2024-2026Babylon a lancé le restaking Bitcoin, permettant aux détenteurs de BTC de staker leurs Bitcoins pour assurer la sécurité économique des réseaux PoS sans avoir recours à des ponts ou à l'encapsulation. Karak Network a exploré le restaking multi-actifs. L'écosystème du restaking est passé d'un concept spéculatif à une infrastructure fonctionnelle avec de véritables AVS générant des revenus concrets.
2026L'écosystème AVS d'EigenLayer s'est étendu à des dizaines de services opérationnels. Les protocoles LRT ont géré des milliards d'actifs réattribués. Le débat sur la réattribution s'est intensifié autour du risque systémique, des sanctions corrélées et de la question de savoir si la réattribution renforçait réellement la sécurité ou s'il s'agissait principalement d'un moyen de contourner les règles. mécanisme de production agricole.
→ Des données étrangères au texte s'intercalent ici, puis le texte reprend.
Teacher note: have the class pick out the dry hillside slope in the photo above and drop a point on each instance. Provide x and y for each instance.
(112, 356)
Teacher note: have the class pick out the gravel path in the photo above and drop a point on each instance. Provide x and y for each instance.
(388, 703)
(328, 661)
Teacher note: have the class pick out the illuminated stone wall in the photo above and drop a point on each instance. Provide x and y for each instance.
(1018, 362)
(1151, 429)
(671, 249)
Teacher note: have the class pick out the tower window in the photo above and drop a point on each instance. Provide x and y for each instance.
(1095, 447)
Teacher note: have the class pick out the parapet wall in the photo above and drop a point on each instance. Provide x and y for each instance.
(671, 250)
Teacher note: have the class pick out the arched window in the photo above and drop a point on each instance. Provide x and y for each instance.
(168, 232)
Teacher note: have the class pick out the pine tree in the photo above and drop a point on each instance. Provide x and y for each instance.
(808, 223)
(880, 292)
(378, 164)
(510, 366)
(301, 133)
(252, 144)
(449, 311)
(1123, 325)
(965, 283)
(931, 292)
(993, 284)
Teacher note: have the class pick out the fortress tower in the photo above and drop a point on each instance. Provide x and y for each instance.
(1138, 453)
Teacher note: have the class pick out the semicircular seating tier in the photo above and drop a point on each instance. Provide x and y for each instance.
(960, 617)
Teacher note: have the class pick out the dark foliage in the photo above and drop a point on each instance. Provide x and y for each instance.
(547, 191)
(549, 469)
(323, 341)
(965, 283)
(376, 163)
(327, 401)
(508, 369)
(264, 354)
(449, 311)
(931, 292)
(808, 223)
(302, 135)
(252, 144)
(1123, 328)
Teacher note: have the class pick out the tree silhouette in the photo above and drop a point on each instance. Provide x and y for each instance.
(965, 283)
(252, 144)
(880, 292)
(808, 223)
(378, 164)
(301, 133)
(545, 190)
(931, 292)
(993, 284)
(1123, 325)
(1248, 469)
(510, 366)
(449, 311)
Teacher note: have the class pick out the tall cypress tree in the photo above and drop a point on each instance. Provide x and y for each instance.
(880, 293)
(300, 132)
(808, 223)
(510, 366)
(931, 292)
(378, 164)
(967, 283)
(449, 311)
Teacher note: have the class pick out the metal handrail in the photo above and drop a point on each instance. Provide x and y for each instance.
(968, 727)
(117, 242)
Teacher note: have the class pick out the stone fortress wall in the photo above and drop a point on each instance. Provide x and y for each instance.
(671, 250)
« Le restaking vous permet d'étendre la confiance que vous avez déjà établie sur Ethereum à chaque nouveau service décentralisé. C'est comme utiliser votre solvabilité auprès d'une banque pour garantir votre fiabilité auprès d'une autre, sauf que ici, c'est le code qui s'en charge, pas les institutions. » — Sreeram Kannan, fondateur d'EigenLayer
En termes simples
Le réinvestissement de votre bien immobilier revient à utiliser votre maison (déjà hypothéquée auprès d'une banque) comme garantie pour un second prêt auprès d'une autre banque. Votre unique actif sert simultanément de garantie à deux obligations différentes, et vous percevez des revenus des deux – mais vous vous exposez également à des conséquences de la part des deux prêteurs en cas de problème.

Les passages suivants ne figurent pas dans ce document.